Here’s What You Need to Know About Eye Health and Tears
Tears are an important part of keeping your eyes healthy and comfortable. Learn about the composition and function of tears, as well as how to manage dry eyes.
The average person produces as much as 15 to 30 gallons of tears per year, yet few people understand how tears actually work. Tears are created in the lacrimal glands above your eyes, and are released as you blink. From there they create a film across your eyes, and then drain into small ducts in the inside corners of your eyelids. If your eyes fill up with tears, they may overflow and cause you to cry.
Tears are incredibly important to the safety and health of your eyes. Learn what your tears do and how they help keep your eyes protected and comfortable.
What Are Tears Made Of?
The basic components of tears are water, electrolytes (which are what make tears salty), proteins, lipids, and mucins. Together, these components make up the three layers of a tear.
- The mucous layer: This layer keeps the tear attached to the eye. It coats the eye’s surface to prevent dry spots from forming on the cornea.
- The aqueous layer: This is the tear’s thickest layer. It keeps the eye hydrated, protects it against bacteria and viruses, and shields the cornea from debris.
- The oily layer: This is the outermost layer of the tear, also called the film. It prevents the tears from evaporating too quickly and keeps the surface of the tear smooth so that you can see through it easily.
The Different Types of Tears
There are three main types of tears: basal, reflex, and emotional. Each of these types serves a different purpose and is triggered by different biological needs.
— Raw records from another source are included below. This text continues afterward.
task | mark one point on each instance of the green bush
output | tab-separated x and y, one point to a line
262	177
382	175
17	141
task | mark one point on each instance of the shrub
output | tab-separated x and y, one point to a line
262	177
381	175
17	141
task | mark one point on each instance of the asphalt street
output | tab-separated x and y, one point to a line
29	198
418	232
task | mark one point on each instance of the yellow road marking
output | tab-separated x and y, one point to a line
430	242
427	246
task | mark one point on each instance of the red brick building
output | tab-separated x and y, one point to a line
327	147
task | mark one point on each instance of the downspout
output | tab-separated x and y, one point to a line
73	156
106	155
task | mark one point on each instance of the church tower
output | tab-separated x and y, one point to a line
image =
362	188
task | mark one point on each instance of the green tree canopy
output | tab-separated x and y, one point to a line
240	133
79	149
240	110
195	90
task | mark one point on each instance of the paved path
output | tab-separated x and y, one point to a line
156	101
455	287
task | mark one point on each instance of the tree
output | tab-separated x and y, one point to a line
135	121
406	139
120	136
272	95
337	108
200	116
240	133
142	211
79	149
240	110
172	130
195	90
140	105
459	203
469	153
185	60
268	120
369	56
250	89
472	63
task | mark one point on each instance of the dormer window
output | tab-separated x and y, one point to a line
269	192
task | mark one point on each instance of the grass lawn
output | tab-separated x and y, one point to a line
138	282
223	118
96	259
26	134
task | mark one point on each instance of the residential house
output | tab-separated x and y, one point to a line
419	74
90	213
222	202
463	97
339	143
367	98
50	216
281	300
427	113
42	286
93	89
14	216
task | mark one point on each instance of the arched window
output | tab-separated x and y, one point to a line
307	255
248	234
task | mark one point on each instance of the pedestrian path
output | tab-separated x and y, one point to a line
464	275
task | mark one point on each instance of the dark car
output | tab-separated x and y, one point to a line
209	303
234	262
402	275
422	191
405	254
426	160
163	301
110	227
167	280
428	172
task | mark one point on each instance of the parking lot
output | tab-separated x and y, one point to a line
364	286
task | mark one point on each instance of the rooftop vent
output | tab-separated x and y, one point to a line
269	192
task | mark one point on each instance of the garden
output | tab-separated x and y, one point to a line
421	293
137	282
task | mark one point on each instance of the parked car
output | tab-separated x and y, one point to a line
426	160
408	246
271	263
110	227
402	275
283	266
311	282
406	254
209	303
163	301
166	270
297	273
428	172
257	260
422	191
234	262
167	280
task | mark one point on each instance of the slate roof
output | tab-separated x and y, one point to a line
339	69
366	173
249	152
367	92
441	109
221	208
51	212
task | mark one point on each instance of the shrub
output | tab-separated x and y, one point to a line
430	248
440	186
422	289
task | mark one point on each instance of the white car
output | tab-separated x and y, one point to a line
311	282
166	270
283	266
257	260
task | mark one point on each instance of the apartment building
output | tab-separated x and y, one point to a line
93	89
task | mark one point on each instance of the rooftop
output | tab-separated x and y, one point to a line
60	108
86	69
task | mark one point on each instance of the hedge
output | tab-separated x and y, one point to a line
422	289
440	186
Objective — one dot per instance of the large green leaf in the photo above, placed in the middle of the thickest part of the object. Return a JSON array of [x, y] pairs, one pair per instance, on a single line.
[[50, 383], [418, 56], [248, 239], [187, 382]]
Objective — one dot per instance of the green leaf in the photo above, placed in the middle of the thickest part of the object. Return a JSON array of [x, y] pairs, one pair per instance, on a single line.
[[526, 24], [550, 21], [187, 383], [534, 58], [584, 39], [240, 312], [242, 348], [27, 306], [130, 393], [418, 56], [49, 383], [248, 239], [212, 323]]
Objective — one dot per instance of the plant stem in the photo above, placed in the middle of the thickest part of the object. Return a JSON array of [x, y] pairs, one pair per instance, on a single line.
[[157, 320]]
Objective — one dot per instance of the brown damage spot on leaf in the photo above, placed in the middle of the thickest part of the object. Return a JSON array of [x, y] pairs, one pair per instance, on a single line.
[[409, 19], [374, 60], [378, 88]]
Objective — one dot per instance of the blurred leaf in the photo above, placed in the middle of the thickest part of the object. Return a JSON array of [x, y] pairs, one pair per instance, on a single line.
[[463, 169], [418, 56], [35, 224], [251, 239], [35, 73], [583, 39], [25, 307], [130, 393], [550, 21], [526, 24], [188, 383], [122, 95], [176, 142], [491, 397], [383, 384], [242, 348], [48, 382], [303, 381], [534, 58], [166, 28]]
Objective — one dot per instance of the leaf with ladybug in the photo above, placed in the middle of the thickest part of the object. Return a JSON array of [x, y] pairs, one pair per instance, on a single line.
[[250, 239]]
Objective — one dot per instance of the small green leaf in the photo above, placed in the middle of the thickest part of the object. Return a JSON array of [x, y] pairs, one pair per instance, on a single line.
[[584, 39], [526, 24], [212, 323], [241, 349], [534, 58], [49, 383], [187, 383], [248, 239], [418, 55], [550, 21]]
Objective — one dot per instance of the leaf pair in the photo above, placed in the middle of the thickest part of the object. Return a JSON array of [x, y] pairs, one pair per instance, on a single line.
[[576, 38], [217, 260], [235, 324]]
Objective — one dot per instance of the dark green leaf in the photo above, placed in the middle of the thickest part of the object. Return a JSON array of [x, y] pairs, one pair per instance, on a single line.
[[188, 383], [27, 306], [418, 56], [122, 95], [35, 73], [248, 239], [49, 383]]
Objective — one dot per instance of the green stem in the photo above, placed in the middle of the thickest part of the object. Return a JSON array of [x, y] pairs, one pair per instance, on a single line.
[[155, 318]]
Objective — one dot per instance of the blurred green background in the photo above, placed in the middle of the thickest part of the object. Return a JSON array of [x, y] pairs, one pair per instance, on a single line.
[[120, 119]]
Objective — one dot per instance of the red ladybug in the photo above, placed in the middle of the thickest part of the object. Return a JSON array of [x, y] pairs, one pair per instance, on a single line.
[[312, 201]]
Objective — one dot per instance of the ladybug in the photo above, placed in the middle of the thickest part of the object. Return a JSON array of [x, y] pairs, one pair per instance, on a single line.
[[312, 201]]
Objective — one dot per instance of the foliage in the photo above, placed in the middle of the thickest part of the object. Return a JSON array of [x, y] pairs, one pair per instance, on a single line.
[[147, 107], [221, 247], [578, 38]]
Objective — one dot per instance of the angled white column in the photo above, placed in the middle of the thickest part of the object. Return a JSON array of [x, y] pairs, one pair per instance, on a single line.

- Basal tears: These are the tears that are always in your eyes. They keep your eyes moist, nourished, and protected against debris. They are a constant shield between the eye and the rest of the world. When these tears have the wrong composition or are lacking, you may feel discomfort or even develop dry eye syndrome.
- Reflex tears: These tears are produced when your eye is irritated, and are meant to wash out any foreign objects. Reflex tears can be triggered by a variety of irritants including (but not limited to) the chemicals that are released when chopping onions, strong smells, smoke, bright lights, and too much time spent looking at a screen.
- Emotional tears: These tears are produced when you’re feeling an intense emotion, whether that be sadness, joy, fear, or something else. Emotional tears have been found to have a higher protein content than the other two types of tears, though scientists are still trying to determine the significance of this fact.
Dry Eye Syndrome
Without the proper lubrication, your eyes may feel uncomfortable and scratchy. Dry eye syndrome occurs when you either are not producing enough tears or when your tears do not have the right components. For instance, your tears can have either too much or too little oil, which causes them to evaporate too quickly.
Rather counterintuitively, watery eyes can be a sign of dry eye syndrome. If the eye produces the wrong type of tear, it may become irritated and dry, which in turn causes the lacrimal glands to produce more tears. This increase in tears then overwhelms the eye’s natural drainage system, leading to watery eyes. Other symptoms of dry eye syndrome can include burning, stinging, or itching, as well as blurred vision.